OpenAI Safety Models Now Let You Define Custom Rules

April 20, 20262 min read

TL;DR

The gpt-oss-safeguard models use reasoning to apply your own policies, giving more flexibility at a higher compute cost.

OpenAI has released a research preview of gpt-oss-safeguard, open-weight reasoning models designed for safety classification tasks. Available in two sizes—120 billion and 20 billion parameters—these models are fine-tuned versions of the company's existing gpt-oss open models and can be downloaded from Hugging Face under the Apache 2.0 license. This move allows developers to freely use, modify, and deploy the technology without restrictions.
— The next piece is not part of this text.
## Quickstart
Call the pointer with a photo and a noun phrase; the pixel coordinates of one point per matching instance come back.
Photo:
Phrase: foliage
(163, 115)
The models employ reasoning to directly interpret developer-provided policies during inference, classifying user messages, completions, and chats based on custom needs. Developers can review the chain-of-thought reasoning to understand how decisions are made, and since policies are applied at runtime rather than baked into training, it's easier to iterate and refine them. This approach, initially developed for internal use, offers greater flexibility than traditional classifiers that infer rules from large labeled datasets.

For example, a gaming forum could use gpt-oss-safeguard to flag posts about cheating, while a review site might screen for fake content. The model takes both a policy and the content to classify, outputting a conclusion with reasoning, which developers can integrate into their safety pipelines. OpenAI notes this reasoning-based method excels in scenarios requiring nuanced policy application, though it involves higher computational demands.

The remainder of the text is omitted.